The DS1520+ seems to have had a lot of cost-cutting performed on it, compared to the DS1517+ it replaces. Gone is the internal power supply in favor of a large transformer block. Worse yet, the open PCIe slot used for adding 10GbE support is missing, leaving users with NVMe SSDs for cache, but nothing more than 4 1GbE ports to move data in and out of the box. Lastly while not a feature lost, we are still surprised that Synology hasn’t been able to add tiering support to the NAS lineup over caching only. In this review and others, we see certain limitations of cache under load (not to mention missing the benefits of pinning data) that wouldn’t be a problem with an all-flash tier.

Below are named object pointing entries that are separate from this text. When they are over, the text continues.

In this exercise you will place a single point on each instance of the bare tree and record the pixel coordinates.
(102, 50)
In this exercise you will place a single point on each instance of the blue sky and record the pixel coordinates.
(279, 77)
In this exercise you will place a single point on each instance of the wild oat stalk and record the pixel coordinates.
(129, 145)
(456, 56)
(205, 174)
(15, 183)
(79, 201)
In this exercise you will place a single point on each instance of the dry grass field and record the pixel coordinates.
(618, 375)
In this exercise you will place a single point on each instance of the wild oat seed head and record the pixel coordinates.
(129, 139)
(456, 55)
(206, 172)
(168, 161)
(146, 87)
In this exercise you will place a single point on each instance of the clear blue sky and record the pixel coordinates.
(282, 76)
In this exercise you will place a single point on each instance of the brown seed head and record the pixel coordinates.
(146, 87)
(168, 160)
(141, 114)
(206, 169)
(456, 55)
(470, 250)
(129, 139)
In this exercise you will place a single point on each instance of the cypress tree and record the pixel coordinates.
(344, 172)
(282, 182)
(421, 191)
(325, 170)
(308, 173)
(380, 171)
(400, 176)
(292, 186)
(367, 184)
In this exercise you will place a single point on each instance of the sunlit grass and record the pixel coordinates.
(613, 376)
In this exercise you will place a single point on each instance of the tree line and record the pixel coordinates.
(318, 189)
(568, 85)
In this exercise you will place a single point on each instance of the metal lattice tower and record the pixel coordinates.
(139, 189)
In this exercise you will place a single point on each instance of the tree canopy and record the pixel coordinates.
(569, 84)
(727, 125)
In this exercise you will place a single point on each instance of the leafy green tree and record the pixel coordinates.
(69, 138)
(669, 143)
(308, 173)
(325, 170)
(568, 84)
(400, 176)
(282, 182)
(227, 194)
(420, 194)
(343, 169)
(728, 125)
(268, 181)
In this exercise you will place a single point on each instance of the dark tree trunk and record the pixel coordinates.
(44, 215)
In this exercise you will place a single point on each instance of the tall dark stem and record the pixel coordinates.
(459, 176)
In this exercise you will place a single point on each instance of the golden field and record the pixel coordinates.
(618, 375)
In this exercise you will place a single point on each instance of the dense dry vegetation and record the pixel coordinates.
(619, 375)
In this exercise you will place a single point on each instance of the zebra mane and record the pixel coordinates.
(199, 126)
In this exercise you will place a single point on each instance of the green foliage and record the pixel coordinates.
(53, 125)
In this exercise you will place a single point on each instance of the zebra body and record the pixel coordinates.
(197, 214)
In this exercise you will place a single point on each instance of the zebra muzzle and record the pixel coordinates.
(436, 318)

For performance, we looked at both HDD (five WD Red 14TB HDDs) and SSD caching (dual Synology SNV3400-400G SSDs) configurations using both CIFS and iSCSI connectivity. In our 100% read/write random 4K performance test, we saw 480 IOPS read and 1,348 IOPS write in CIFS and 2,874 IOPS read and 1,364 IOPS write in iSCSI, while cache numbers posted 22,388 IOPS read and 38,568 IOPS write in CIFS, and 1,264 IOPS read and 35,151 IOPS write in ISCSI. During our 8K sequential throughput tests, we saw 55,273 IOPS write and 51,262 IOPS read in CIFS and 56,293 IOPS write and 51,210 IOPS read in iSCSI. With cache enabled on the DS1520+, CIFS posted 55,270 IOPS read and 52,438 IOPS write, while iSCSI recorded 56,217 IOPS and 52,365 IOPS in writes and reads, respectively.

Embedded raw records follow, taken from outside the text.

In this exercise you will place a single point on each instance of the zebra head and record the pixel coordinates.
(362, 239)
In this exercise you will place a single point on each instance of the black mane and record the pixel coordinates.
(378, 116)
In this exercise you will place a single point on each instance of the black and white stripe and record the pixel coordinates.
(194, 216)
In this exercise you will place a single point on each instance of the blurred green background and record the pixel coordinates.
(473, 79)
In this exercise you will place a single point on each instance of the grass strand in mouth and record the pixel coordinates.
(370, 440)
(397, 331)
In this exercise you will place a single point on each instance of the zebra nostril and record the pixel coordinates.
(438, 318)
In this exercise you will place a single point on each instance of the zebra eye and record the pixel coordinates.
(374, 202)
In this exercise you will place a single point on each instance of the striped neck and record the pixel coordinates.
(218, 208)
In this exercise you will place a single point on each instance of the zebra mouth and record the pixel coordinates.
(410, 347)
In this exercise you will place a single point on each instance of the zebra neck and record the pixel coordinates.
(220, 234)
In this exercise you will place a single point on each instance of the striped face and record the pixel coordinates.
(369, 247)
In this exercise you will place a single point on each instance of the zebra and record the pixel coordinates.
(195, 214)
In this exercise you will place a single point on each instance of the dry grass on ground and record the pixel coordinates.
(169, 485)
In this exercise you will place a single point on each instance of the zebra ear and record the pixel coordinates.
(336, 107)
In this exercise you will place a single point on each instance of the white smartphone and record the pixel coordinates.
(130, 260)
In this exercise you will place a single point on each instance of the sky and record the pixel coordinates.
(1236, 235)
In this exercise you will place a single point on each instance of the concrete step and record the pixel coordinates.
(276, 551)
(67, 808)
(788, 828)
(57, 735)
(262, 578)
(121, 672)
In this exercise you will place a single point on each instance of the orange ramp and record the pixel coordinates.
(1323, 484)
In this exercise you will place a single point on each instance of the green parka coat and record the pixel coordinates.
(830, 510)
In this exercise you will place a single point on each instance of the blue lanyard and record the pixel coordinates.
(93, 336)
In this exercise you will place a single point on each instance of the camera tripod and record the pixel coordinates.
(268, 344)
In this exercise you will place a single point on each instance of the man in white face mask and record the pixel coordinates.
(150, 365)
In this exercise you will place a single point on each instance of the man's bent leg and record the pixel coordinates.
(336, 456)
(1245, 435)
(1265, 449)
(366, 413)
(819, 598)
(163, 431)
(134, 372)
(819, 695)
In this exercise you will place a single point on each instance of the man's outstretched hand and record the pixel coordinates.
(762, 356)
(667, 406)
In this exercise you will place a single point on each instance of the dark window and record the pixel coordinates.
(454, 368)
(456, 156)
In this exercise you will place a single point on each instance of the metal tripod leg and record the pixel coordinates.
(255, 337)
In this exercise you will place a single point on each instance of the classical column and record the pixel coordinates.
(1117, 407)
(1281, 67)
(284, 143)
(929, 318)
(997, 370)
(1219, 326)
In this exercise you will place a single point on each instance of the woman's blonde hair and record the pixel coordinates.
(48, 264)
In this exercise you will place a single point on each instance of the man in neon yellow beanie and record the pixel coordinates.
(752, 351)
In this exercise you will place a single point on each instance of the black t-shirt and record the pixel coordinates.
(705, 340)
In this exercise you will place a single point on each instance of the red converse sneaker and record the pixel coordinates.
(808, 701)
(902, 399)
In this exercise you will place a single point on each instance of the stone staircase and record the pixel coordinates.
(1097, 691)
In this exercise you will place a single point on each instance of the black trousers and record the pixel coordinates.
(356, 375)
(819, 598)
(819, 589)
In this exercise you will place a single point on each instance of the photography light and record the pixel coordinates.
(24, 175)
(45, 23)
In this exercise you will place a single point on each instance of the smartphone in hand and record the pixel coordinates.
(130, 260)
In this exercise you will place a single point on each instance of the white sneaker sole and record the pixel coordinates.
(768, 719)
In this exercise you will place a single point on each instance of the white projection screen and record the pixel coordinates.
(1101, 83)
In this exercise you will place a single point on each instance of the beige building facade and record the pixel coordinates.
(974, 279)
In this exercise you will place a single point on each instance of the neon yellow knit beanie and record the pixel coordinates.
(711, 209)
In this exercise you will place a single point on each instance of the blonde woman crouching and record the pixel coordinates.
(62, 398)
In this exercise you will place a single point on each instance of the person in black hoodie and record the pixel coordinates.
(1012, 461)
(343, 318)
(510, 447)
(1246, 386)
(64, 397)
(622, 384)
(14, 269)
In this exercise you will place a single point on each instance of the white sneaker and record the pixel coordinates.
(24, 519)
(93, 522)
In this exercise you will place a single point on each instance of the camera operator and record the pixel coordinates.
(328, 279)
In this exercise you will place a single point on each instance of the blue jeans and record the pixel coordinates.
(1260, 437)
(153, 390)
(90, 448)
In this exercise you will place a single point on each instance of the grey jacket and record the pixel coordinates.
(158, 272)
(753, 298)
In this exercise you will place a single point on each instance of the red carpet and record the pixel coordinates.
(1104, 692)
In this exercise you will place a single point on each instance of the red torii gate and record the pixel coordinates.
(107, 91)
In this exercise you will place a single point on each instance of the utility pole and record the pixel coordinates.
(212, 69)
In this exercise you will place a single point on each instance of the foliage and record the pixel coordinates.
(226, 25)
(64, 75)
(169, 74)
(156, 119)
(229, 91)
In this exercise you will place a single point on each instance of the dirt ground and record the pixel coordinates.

Lastly, in our large-block sequential test, the DS1520+ saw similar performance across the board: 462MB/s read and 450MB/s write in CIFS and 462MB/s read and 448MB/s read in iSCSI, while the cache configuration posted 463MB/s read and 436MB/s write in CIFS, and 462MB/s read and 436MB/s write in iSCSI.

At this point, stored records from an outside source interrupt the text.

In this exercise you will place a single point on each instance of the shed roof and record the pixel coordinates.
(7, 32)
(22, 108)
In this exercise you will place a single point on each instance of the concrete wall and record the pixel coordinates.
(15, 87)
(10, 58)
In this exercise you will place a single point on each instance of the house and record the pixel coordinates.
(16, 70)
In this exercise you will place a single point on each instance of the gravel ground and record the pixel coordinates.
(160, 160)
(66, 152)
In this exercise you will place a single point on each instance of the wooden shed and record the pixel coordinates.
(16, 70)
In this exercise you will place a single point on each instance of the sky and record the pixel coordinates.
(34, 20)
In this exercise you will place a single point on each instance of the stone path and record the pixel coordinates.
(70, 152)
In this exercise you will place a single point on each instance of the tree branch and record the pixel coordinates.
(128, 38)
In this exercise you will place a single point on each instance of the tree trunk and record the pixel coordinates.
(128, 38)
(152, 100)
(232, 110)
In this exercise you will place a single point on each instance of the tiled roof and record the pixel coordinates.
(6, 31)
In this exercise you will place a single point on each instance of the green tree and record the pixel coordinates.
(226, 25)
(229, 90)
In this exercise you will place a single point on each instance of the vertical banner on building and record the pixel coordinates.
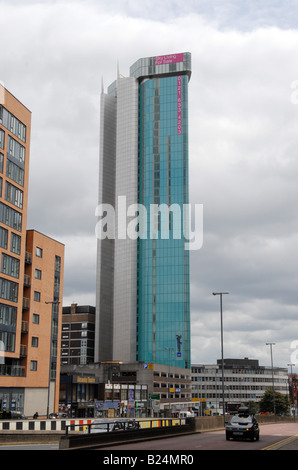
(179, 119)
(178, 346)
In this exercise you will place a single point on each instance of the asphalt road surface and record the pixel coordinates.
(282, 436)
(272, 437)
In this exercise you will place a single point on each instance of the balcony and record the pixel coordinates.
(23, 350)
(25, 326)
(12, 371)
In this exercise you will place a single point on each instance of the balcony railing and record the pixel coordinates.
(13, 371)
(25, 325)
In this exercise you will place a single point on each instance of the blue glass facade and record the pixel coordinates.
(163, 311)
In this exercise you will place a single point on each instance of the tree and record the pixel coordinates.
(267, 403)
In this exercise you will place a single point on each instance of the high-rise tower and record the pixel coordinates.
(142, 302)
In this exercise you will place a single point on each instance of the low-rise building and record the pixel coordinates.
(244, 380)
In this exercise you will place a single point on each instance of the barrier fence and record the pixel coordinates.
(76, 424)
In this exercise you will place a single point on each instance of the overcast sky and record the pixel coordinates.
(243, 144)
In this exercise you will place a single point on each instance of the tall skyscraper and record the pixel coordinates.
(142, 305)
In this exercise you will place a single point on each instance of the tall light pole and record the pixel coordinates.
(169, 388)
(53, 302)
(273, 389)
(222, 360)
(292, 389)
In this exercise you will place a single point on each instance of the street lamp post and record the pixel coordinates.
(53, 302)
(169, 391)
(222, 356)
(273, 388)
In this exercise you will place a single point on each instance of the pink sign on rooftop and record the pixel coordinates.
(168, 59)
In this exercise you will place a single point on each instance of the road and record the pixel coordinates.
(282, 436)
(270, 435)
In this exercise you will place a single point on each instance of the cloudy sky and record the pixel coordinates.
(243, 116)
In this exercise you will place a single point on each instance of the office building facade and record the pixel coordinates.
(31, 279)
(142, 304)
(77, 338)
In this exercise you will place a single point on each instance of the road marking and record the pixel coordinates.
(280, 443)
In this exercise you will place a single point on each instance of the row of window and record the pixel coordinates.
(12, 124)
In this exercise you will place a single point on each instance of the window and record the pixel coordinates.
(10, 217)
(14, 172)
(10, 266)
(3, 238)
(16, 150)
(33, 365)
(8, 290)
(14, 195)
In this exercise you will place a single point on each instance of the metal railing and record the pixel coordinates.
(124, 425)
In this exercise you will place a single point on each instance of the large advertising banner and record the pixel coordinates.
(169, 59)
(179, 113)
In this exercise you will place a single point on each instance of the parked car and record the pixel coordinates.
(12, 415)
(243, 425)
(109, 425)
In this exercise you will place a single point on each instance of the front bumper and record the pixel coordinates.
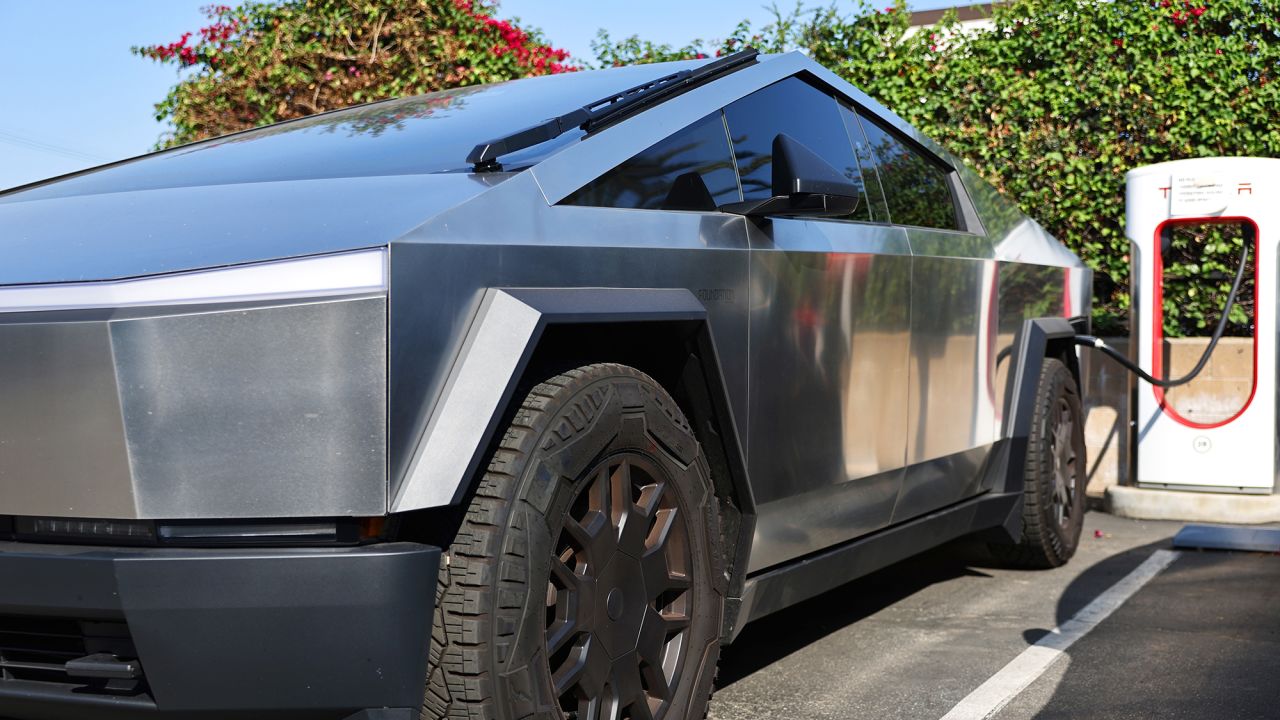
(220, 633)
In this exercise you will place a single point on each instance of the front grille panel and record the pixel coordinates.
(37, 650)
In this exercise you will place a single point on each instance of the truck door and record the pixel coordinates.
(950, 417)
(830, 331)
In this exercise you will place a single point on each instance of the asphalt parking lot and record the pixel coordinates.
(1200, 639)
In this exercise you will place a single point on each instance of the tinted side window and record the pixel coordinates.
(867, 160)
(915, 187)
(800, 110)
(693, 169)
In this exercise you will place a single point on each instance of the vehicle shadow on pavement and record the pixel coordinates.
(1201, 639)
(777, 636)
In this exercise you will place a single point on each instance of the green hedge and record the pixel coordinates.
(1059, 100)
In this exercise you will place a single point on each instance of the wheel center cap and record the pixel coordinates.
(620, 605)
(615, 604)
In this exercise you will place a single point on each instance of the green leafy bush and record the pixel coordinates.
(1060, 98)
(264, 62)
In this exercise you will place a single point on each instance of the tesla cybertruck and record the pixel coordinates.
(510, 401)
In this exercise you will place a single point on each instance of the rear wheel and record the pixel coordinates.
(1054, 477)
(584, 580)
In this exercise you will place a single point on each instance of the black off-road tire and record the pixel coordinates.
(511, 625)
(1055, 475)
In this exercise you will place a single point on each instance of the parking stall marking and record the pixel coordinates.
(990, 697)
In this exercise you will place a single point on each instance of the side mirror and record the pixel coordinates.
(803, 185)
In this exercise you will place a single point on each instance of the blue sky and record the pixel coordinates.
(73, 96)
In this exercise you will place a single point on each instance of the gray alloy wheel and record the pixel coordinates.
(1055, 475)
(585, 582)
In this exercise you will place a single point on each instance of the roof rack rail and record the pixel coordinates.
(484, 156)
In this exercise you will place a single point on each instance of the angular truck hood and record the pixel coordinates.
(54, 238)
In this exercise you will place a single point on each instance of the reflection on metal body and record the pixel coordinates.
(949, 402)
(442, 269)
(256, 411)
(828, 382)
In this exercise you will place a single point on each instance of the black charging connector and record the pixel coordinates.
(1097, 343)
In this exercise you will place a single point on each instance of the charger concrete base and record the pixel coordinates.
(1143, 504)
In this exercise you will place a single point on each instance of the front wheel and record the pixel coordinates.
(1054, 477)
(583, 582)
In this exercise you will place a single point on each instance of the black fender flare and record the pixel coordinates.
(490, 367)
(1037, 340)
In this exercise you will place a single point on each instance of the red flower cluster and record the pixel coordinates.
(539, 58)
(216, 35)
(186, 54)
(1188, 12)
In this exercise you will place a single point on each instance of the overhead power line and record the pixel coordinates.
(31, 144)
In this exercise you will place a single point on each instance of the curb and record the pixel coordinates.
(1192, 506)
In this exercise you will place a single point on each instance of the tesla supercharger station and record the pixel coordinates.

For users looking to add a NAS that scales as they grow, the Synology DiskStation DS1520+ fits the bill, so long as performance isn’t a major concern. M.2 NVMe SSD caching support was added from the DS1517+, but the I/O is limited by the 4x 1GbE ports. Further, the PCI slot has been removed, so there’s no fixing that problem. As a result, the DS1520+ kind of sits in an odd space where 10GbE would be really nice to have since the cache support is there. To get that though, users have to go to something like the DS1819+ and add the 10GbE/SSD combo card or step way up to the DS1621xs+ for instance. The DS1520+ will surely do a great job, it’s just important for buyers to understand what they’re getting with this particular configuration.